O pontapé de saída desta história de extinções terá sido dado pela zebra-da-planície e pela zebra-de-Grévy. Há cerca de 4000 anos a.C., estes dois herbívoros já estavam extintos na região associada ao rio Nilo na região do Egipto. Seguiram-se o búfalo-africano, o gnu-azul, a sitatunga (uma espécie de antílope que gosta de pântanos), o javali-africano e a hiena-malhada. Ao longo dos seis últimos milénios 29 das 37 espécies de herbívoros e carnívoros mamíferos com mais de quatro quilos que existiam naquela região desapareceram.

Uma equipa olhou para este fenómeno e foi investigar a resistência a novas perturbações daquele ecossistema ao longo dos seis milénios, os resultados mostraram uma comunidade de mamíferos cada vez mais frágil, de acordo com o artigo publicado nesta segunda-feira na revista Proceedings of the National Academy of Sciences.

“O que foi uma comunidade rica e diversa de mamíferos está agora muito diferente”, disse Justin Yeakel, do Instituto de Santa Fé, Novo México, Estados Unidos. A última fase de extinções terminou no século XIX e levou ao desaparecimento do leopardo, do javali, do hipopótamo, do adax (uma tipo de bovídeo), de uma espécie de órix e de uma espécie de antílope. Os oito mamíferos que restam são o chacal, a raposa-vermelha, a hiena-riscada, o burro, duas espécies diferentes de gazelas, uma espécie de carneiro e a cabra-nubiana.

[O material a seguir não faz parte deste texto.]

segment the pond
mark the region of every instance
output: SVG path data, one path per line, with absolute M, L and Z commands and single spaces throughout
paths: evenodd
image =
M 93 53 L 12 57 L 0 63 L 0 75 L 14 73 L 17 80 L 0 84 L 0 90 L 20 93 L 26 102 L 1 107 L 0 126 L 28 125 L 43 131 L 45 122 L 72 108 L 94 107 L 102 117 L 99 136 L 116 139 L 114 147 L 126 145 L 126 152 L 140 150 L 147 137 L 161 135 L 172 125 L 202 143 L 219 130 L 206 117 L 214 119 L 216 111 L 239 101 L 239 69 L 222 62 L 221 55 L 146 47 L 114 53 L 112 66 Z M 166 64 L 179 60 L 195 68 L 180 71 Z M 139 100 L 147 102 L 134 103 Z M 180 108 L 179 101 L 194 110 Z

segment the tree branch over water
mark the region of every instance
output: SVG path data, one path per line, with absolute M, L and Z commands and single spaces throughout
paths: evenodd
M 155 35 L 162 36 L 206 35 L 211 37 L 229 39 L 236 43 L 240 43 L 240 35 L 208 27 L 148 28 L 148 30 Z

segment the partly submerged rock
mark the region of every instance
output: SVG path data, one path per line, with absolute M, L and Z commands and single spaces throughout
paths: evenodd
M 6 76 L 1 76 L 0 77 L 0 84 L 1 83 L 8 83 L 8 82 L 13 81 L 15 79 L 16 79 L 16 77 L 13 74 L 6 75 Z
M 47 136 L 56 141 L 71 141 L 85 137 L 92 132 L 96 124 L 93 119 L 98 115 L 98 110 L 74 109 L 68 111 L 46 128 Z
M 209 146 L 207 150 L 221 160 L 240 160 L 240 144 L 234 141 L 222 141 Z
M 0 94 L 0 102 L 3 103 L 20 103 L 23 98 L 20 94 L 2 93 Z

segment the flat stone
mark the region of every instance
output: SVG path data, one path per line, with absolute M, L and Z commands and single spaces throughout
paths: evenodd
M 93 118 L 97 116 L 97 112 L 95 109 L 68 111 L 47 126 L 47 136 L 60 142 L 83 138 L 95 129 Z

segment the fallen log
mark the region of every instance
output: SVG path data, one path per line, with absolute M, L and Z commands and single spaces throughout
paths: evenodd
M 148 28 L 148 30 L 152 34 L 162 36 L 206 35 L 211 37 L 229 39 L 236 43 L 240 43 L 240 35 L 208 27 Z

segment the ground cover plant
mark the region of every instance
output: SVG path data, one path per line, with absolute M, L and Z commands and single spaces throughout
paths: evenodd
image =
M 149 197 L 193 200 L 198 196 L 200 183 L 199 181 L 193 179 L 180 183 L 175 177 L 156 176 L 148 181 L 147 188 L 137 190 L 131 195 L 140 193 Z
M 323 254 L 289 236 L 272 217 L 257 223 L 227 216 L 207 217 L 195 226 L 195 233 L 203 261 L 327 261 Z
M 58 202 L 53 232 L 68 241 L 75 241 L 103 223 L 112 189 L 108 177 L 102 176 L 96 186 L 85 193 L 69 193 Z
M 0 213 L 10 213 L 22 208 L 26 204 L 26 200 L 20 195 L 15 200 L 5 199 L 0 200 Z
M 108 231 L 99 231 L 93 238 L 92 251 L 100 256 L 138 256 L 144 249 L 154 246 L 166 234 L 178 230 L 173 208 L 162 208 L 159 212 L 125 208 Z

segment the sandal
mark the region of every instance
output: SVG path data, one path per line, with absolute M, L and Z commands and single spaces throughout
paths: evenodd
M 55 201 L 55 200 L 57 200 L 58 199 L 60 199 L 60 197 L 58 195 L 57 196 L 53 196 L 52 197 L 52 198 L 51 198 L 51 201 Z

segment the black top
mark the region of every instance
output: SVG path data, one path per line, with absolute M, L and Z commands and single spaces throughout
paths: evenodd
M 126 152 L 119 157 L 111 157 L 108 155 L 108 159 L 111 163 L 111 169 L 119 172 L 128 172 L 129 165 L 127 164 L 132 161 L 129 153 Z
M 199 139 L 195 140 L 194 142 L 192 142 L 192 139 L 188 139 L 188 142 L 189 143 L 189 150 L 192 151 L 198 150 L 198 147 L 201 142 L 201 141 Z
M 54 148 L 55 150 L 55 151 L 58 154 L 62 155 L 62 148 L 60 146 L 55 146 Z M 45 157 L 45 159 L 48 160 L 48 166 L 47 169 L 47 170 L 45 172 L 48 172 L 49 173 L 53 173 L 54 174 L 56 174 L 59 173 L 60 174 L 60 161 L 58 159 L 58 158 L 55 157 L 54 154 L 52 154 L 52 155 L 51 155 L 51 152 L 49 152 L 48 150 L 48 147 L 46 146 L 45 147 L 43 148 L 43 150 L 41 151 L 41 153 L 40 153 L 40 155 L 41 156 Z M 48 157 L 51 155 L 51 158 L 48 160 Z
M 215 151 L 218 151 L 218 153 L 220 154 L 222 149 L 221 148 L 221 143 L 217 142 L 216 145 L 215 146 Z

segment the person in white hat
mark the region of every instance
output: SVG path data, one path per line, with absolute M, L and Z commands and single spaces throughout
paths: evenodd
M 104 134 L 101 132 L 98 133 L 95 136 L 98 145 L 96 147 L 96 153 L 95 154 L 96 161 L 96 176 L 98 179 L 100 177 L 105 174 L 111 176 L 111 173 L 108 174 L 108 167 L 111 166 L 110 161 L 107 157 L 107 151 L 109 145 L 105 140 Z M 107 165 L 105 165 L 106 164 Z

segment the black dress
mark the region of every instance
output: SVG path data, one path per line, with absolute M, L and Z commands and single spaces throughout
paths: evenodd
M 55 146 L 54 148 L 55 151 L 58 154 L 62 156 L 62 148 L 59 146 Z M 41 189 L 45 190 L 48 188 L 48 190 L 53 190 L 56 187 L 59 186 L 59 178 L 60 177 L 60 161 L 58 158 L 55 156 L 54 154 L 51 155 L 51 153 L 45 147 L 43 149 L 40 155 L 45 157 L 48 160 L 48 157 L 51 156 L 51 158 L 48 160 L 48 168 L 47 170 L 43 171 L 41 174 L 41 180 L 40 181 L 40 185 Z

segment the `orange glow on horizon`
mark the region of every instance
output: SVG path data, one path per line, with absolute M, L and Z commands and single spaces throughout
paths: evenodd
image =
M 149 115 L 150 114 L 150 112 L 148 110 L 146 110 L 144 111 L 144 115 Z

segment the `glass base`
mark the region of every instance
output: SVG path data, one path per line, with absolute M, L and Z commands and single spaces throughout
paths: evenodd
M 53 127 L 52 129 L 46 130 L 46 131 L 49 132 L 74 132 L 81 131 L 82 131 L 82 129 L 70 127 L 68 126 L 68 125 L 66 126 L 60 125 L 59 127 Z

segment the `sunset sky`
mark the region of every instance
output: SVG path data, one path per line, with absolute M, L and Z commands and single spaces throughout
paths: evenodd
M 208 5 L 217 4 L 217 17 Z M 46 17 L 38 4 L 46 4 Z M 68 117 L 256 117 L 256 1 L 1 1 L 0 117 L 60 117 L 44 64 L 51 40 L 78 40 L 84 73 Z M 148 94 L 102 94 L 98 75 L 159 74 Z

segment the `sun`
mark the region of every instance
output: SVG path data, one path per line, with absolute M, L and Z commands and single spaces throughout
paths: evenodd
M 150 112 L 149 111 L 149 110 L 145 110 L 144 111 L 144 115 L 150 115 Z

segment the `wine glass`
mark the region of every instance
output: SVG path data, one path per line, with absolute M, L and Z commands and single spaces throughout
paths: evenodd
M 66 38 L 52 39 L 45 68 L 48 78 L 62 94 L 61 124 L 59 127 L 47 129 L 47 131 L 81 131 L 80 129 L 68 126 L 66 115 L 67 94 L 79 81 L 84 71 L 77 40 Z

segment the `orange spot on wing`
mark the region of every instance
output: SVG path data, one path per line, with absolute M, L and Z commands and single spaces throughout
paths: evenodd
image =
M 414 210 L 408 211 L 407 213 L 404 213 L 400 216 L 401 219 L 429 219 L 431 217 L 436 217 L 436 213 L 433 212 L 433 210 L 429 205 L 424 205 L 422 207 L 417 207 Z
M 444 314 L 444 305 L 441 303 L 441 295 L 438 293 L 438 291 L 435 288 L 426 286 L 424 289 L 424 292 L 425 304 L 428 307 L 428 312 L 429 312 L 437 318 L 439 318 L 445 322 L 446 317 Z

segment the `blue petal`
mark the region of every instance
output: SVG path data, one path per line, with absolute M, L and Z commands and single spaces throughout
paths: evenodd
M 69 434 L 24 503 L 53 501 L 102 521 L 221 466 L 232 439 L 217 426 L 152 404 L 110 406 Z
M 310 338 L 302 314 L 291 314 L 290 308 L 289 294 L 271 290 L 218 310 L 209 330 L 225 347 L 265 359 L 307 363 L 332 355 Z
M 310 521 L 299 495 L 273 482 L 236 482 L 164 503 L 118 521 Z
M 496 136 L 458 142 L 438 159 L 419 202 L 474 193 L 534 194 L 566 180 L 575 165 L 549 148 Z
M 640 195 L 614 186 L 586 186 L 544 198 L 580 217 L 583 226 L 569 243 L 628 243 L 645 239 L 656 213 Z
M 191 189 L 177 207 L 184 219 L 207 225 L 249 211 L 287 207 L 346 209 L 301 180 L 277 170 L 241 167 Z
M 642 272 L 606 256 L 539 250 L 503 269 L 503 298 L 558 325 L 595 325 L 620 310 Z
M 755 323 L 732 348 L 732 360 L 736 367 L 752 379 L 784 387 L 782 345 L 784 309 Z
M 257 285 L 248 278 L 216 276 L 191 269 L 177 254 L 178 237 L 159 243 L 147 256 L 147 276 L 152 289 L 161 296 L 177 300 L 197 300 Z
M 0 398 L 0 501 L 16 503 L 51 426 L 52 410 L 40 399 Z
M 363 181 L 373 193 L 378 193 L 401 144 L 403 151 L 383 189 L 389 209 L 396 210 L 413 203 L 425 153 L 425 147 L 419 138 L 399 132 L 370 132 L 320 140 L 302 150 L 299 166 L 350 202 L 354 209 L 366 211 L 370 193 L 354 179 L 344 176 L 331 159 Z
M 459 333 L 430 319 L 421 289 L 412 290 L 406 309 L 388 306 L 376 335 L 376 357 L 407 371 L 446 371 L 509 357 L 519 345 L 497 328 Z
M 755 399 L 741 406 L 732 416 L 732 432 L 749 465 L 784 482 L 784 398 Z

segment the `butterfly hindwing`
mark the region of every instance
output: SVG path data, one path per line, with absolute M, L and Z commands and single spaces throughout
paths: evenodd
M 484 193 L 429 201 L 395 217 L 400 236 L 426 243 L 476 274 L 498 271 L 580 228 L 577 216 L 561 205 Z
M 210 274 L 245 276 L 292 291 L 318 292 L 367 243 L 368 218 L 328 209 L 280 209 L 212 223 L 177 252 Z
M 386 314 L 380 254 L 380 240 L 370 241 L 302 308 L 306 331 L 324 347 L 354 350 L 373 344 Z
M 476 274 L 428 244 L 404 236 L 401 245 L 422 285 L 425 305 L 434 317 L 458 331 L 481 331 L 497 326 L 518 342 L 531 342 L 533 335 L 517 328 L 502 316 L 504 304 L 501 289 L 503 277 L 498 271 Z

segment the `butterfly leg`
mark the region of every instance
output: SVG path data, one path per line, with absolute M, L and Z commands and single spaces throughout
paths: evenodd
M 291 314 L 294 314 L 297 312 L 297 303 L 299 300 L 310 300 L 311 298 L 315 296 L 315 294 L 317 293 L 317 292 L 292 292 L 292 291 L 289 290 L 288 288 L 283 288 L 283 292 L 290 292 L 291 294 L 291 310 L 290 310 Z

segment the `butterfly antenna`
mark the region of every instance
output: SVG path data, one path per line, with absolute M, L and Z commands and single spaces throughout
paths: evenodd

“À medida que o número de espécies foi diminuindo, uma das primeiras coisas que se foram perdendo foi a redundância ecológica do sistema. Havia várias espécies de gazelas e de outros pequenos herbívoros, que são importantes porque muitos outros predadores os caçam. Quando há um menor número desses pequenos herbívoros, a perda de qualquer uma das espécies tem um efeito muito maior na estabilidade do sistema e pode levar a extinções adicionais”, disse o investigador, num comunicado.

A história de extinções está ligada à antiga civilização egípcia. Conhece-se a presença e, depois, a ausência daqueles animais naquela região de África graças aos vestígios arqueológicos que ali foram encontrados. “[O biólogo] Dale Osborne compilou uma base de dados incrível de quando as espécies eram representadas artisticamente nas peças e como essa representação mudou ao longo do tempo. O seu trabalho tornou possível usar modelos ecológicos para analisar as ramificações dessas mudanças”, explicou Justin Yeakel.

Por outro lado, a história do clima daquela região pode ser associada tanto a fenómenos de extinção dos mamíferos como a mudanças nas civilizações. Entre os 12.800 e os 3500 anos a.C., o Norte de África vivia uma época de monções e era mais frio e húmido. Mas esse regime mudou e o clima foi ficando progressivamente mais quente e seco.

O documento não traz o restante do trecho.